Notes: Parse confidence is often low for these — limited matching options, treat with caution. The structural-mismatch FP rules (FP-2, FP-6) generally don't fire for these names because the structure doesn't support clean component decomposition.

Western default (English-speaking, German, French, Italian, Scandinavian, etc.)

Standard form: [given names] [family name]

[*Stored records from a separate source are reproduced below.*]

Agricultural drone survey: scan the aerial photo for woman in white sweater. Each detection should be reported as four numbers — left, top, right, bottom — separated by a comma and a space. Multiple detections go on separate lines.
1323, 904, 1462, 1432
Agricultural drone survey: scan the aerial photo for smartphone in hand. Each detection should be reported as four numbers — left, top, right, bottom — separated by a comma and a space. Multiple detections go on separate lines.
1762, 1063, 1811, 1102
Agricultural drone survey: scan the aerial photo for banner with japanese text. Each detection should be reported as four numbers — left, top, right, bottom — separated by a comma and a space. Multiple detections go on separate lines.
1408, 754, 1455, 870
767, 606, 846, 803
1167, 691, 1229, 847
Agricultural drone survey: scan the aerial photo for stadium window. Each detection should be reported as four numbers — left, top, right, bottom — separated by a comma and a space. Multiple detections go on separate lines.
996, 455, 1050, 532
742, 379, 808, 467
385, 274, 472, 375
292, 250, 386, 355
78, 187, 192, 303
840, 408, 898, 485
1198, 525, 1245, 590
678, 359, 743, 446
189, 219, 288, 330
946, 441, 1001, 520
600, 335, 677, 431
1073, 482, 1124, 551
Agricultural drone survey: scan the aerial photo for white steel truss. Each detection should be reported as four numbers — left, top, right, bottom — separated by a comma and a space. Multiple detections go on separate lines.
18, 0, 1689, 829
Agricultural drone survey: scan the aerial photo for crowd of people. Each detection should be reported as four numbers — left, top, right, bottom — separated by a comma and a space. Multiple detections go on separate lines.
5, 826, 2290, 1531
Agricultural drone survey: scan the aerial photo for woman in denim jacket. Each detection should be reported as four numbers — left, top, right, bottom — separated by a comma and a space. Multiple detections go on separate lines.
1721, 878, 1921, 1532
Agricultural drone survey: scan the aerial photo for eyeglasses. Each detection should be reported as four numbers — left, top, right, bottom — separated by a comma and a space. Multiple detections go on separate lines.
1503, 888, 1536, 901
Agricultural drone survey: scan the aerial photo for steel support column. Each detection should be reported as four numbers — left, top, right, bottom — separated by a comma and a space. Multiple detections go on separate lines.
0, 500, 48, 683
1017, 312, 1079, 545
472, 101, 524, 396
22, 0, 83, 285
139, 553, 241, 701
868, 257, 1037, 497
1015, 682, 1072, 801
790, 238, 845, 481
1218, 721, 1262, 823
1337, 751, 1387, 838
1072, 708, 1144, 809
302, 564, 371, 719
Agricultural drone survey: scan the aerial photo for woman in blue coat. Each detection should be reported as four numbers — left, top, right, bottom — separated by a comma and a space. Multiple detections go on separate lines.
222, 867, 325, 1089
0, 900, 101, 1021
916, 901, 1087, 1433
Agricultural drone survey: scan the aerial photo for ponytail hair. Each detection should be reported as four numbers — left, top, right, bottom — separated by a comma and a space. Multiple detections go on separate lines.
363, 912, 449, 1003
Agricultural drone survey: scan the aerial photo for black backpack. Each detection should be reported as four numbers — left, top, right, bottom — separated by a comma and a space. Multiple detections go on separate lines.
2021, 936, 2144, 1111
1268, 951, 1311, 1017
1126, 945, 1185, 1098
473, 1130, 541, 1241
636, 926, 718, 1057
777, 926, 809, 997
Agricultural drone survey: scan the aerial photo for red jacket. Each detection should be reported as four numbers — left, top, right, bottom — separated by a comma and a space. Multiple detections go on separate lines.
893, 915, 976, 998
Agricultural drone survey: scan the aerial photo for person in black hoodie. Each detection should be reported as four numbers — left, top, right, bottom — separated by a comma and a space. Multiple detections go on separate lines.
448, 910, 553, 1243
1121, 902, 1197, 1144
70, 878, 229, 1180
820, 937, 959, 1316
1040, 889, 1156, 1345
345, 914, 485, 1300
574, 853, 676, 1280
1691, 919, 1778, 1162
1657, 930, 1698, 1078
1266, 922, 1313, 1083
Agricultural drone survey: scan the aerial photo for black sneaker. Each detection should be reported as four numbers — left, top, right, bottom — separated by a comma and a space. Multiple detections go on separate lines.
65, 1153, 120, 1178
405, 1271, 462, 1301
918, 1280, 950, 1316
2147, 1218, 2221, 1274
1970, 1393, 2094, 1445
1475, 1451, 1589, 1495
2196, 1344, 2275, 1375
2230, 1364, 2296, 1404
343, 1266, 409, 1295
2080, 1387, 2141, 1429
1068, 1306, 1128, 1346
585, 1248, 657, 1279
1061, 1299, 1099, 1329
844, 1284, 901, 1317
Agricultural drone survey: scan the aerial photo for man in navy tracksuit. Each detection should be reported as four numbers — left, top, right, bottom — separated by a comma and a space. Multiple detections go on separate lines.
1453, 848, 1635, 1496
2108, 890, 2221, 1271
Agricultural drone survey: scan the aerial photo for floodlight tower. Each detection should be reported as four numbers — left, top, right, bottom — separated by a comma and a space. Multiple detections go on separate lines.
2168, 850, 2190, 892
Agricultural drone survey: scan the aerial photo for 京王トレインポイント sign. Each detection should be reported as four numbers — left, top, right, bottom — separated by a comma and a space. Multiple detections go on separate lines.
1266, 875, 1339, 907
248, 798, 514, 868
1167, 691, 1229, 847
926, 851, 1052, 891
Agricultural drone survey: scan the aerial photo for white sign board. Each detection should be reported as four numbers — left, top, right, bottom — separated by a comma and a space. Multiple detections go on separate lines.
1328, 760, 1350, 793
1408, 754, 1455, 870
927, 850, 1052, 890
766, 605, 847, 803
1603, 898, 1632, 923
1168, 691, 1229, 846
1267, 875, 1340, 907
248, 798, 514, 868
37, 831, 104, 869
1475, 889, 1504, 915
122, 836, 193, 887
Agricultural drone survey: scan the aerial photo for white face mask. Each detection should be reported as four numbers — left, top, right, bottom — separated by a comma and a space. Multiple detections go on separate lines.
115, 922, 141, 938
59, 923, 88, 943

Example: "John Robert Smith"

Given names: "John Robert" — non-anchor
Family name: "Smith" — anchor

Anchors: family name (last position)

Non-anchors: given names

Notes:

Compound surnames (hyphenated or two-word): "Smith-Jones", "van der Berg", "Le Pen". Treat the full compound as the anchor.
Particles: "von", "van", "de", "le", "la", "del". Part of the surname.
Generational suffixes: Jr., Sr., II, III. Non-anchor, useful for disambiguation between father/son sharing a name.

Ambiguous or low-confidence parses

When name structure markers are absent or conflicting:

Single token of unclear origin (e.g., "Mohammed" alone could be many things)
Two tokens with no clear convention markers ("Ali Hassan" — Arabic? Persian? Turkish? South Asian?)
A name that fits multiple conventions equally well

→ Set naming_convention: ambiguous and parse_confidence: low. The structural-mismatch FP rules (FP-2, FP-6) do not fire on low-confidence parses. Other rules still apply.

How to use this reference

When parsing a name in Tier 0:

Identify likely source language via markers from tier-0-parsing.md.
Look up the relevant convention here.
Apply the anchor / non-anchor decomposition.
Set parse confidence based on how cleanly the name fits the convention.

When evaluating FP-2 or FP-6 in later tiers, the anchor/non-anchor split from Tier 0 is what these rules operate on. The rules don't re-parse the name — they use the parse record.